When you’ve finished the writing, love them all you want, but while you’re working on that first draft (or twentieth) it doesn’t help you much at all to care about them. It’s not hard to remember to keep the character’s main desire from them because that’s Writing 101. However, in the past I inadvertently became so close to my characters that every time they wanted something small, they got it. Why? Because I couldn’t bear to see them go without, be disappointed, or deprive them of anything they desired. The main problem with that was then my manuscripts didn’t have any dramatic tension, no action.
It’s also very easy to fall into the habit of giving your characters what they want because not only is it easier, but your brain is very good at disguising this as moving the plot forward. For example, in my first draft of Kami’s book, my character needed a job when she returned to her hometown. They’d loved her at her old job, so when she walked in the front doors her boss welcomed her back. It made the most sense because she really needed some money to find an apartment and she only had two weeks to sort herself out. There was never any question about her finding a job because if she didn’t, she’d have to return to her parents’ house, end of story. My plan was that finding the apartment was going to be the hard part and getting the job quickly moved the story forward effectively.
However, when I went back through the manuscript and consciously tried to make things harder on Kami, I realized how much more interesting it would be if she walked into her former place of employment and the boss she’d worked for had been fired for stealing. Now, not only did she not have a job, but she was suspect because she’d worked for the thief. That eliminated all the company’s other locations for possible employment and forced her to rethink her plan. Now, as a writer, you might have read the above example and thought, “Well, duh,” and you’d be right. It was kind of an obvious one, after the fact. However, as far as importance of plot points go, on a scale of one to a hundred, it was somewhere in the 30 range, so it was easier to have missed than you might think. That’s why once I’ve got the general story down, I specifically look for places I’ve been too nice and try to make them more challenging for my character. Once you’ve fixed the “big” ones, then it’s time to look for the little ones. When I think I’ve finished a manuscript, I go over it beat by beat, looking for scenes that have fallen through the cracks. They don’t really harm the manuscript as a whole, but I can make my writing so much stronger if I change them. While you do want your character to get some things they want (otherwise the reader will feel really badly for them and probably also a little depressed), it’s not a bad idea for someone to take the last jelly doughnut, leaving him with glazed, or for her to have to sleep in her car for a night because she forgot her house key.

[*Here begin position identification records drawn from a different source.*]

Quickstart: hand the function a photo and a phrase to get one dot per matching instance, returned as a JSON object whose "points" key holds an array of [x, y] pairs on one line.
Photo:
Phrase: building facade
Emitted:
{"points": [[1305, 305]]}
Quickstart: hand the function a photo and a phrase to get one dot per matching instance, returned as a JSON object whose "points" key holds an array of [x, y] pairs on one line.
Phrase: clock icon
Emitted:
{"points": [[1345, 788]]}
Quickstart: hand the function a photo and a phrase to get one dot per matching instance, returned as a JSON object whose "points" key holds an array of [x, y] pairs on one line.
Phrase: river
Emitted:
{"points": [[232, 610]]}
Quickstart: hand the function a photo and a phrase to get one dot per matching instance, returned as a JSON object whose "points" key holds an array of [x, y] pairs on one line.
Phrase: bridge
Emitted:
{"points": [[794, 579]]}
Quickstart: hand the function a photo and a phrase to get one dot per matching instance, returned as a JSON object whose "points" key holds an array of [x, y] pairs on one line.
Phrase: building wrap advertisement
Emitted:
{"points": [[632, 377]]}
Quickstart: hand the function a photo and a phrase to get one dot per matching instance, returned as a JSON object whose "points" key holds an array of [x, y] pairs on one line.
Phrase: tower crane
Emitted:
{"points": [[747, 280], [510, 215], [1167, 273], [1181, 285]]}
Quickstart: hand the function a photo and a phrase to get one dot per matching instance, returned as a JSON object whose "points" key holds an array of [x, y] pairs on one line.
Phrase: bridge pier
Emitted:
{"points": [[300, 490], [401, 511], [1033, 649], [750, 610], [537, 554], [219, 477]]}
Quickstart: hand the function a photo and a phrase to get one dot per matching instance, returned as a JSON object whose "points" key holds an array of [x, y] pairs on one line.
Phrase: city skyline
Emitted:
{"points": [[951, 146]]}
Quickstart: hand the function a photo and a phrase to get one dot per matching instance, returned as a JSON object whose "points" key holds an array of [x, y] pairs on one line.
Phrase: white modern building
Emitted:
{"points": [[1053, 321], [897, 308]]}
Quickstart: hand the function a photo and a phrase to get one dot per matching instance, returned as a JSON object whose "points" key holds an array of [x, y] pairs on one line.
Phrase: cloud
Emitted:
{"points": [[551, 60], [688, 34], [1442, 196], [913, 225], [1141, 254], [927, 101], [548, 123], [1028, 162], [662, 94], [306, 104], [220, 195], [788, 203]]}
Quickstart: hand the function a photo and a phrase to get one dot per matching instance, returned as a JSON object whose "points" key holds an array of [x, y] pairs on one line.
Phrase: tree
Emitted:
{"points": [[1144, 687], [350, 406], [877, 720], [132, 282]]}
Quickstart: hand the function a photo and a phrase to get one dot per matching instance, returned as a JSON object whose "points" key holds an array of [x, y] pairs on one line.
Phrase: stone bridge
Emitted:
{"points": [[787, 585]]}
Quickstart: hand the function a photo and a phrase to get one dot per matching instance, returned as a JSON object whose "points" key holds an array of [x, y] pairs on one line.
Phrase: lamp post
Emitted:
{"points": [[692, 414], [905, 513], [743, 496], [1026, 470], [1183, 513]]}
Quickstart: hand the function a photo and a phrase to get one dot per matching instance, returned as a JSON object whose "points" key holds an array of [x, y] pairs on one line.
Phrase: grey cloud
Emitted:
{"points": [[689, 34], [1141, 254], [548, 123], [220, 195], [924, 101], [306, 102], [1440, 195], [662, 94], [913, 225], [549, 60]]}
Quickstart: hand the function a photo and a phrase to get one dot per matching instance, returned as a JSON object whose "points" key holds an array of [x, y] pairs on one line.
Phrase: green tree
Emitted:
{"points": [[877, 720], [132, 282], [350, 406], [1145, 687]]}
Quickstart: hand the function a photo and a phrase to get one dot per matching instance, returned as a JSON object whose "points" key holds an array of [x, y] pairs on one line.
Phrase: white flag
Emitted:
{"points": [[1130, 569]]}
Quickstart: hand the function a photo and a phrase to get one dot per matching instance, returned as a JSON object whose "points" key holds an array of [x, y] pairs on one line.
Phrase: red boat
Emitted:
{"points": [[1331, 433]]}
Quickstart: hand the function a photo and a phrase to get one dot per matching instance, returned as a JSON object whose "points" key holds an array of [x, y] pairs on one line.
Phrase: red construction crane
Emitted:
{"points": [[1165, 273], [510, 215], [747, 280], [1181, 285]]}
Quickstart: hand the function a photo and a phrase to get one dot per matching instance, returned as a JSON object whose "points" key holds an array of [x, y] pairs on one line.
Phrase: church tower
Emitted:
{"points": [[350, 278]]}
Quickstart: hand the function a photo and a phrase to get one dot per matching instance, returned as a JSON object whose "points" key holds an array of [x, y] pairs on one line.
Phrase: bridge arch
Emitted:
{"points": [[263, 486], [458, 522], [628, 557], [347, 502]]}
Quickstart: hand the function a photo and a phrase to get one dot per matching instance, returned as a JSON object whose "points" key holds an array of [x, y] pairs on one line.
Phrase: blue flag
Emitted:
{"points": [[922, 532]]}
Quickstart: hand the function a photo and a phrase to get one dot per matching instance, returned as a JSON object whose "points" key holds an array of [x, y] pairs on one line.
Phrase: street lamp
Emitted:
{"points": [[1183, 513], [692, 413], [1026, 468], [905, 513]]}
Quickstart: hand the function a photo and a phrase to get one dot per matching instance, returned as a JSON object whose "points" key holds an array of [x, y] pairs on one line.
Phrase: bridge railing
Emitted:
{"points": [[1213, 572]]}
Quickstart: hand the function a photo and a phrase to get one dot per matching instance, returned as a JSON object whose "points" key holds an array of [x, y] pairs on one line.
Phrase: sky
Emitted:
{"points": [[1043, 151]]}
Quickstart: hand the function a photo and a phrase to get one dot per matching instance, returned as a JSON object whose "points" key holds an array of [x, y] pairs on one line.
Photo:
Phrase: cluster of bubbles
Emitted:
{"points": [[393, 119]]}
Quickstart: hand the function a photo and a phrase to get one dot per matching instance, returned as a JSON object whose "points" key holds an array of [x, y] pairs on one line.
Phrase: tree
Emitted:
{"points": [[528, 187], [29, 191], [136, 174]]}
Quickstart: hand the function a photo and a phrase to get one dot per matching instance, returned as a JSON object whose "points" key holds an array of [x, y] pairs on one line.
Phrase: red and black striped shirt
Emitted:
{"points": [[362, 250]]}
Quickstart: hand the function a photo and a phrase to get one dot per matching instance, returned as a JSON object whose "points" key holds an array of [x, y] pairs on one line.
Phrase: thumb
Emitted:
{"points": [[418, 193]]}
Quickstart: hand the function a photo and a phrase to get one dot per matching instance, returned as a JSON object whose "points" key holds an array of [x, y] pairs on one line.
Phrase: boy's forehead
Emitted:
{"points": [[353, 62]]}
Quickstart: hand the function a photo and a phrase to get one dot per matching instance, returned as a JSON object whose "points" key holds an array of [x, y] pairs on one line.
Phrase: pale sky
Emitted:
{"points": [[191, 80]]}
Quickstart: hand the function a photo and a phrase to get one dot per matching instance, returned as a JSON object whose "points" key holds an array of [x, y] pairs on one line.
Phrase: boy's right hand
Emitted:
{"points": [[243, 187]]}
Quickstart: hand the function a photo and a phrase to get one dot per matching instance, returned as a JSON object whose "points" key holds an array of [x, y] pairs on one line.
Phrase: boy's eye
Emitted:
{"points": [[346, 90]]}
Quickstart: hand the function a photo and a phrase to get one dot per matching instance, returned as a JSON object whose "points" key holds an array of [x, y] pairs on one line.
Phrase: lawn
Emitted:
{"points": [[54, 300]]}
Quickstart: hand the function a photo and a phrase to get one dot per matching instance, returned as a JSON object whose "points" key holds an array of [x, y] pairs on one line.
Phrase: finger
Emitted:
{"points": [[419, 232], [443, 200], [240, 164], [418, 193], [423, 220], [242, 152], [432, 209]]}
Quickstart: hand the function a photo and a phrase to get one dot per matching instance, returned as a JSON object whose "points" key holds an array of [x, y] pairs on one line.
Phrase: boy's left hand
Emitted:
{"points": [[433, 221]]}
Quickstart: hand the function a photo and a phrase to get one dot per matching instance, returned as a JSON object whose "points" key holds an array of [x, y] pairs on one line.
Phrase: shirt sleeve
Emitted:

The reason to do this is because tension begets tension and will lead you new places. For instance, your character gets home late at night and has forgotten her house key. She can wake everyone up, maybe get a dressing down and then the story goes on OR she can sleep in her car, get a crick in her neck which in turn affects everything that happens the next day in a physically painful way. By being a little harder on her, you’ve created more dramatic tension, but you haven’t really even changed the story.
When you read someone else’s manuscript, detecting where they’ve been too easy on a character is much more obvious. That’s why, when I hand my draft over to my critique group, I specifically ask them to look for things that seem a little too coincidental, lazy, or have that deus ex machina feeling. Don’t worry about being mean, concern yourself with not being mean enough. We all want to be a nice person, but when you’re writing, being tough is your job and you’re only making the characters and the story stronger. There will be plenty of time for you to love them after you’ve made their life as hard as possible. Like on that book tour.